Forgiven & Set Free!
I write this piece in order to help any woman out there who is thinking that God will not forgive you for having an abortion. This article is not easy to write. Thirty years ago I had an abortion. Nine years after my abortion, my child and I fled an abusive relationship, and I became a Christian. I got down on my hands and knees and asked Jesus to come into my heart, I repented of my sins, (ALL of them), and I asked Jesus to take control of my life. I thanked him for dying for my sins. Oh how my life changed. I now had peace and forgiveness. I moved from a life of fear, anxiety, and hopelessness to one of freedom in Christ. I slept like a baby after God got me out of my abusive relationship. My baby and I were now free of that situation, with God guiding us each step of the way.
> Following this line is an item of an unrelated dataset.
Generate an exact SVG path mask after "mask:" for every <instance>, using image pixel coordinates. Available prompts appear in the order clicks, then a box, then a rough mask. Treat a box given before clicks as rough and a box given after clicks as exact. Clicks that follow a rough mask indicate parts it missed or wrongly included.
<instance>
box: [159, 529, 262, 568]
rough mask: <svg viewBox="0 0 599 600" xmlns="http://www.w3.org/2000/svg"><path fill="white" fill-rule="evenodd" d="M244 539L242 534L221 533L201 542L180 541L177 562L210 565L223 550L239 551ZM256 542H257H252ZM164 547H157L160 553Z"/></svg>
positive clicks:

I thought of the child I could've had, the one I had chosen to abort years earlier, while in my 20's. I thought of him or her and wondered what kind of person he or she would have grown up to be. I also knew that there were very few people I could talk to about my horrible mistake. I did confide in a good friend, and I thankfully belonged to a church where I could talk to others, and seek forgiveness. However, I never did address that sin straight on. I simply did not want to think about it. Was this maybe the unpardonable sin? Had God saved me but I still had the black cloud of 'half forgiven' over my head?
I found out I was wrong. It is not the unpardonable sin. Through a woman named Kathy at Pregnancy Resources, I found out that God really did forgive me- totally! It was me that never forgave myself. Kathy kindly encouraged me to do the workbook 'Forgiven and Set Free' with her. Every week for many weeks I did an intense Bible study about first, my sin and the seriousness of it, and then about BELIEVING that my sin was totally forgiven. The workbook was filled with scripture. The Holy Spirit worked through those women at the Pregnancy Center- all of them. I was encouraged and hugged. I was given the love of Jesus. The last session I gave my baby a name. My baby has a soul and I will see my child again. I recommend Pregnancy Resources post abortion recovery & healing program.
“As long as I kept silent, my bones wasted away. I groaned all day. For day and night your hand was heavy upon me, my strength withered as in dry summer heat. Then I declared my sin to you, my guilt I did not hide. I said, I confess my sins to the Lord, and you took away the guilt of my sin.”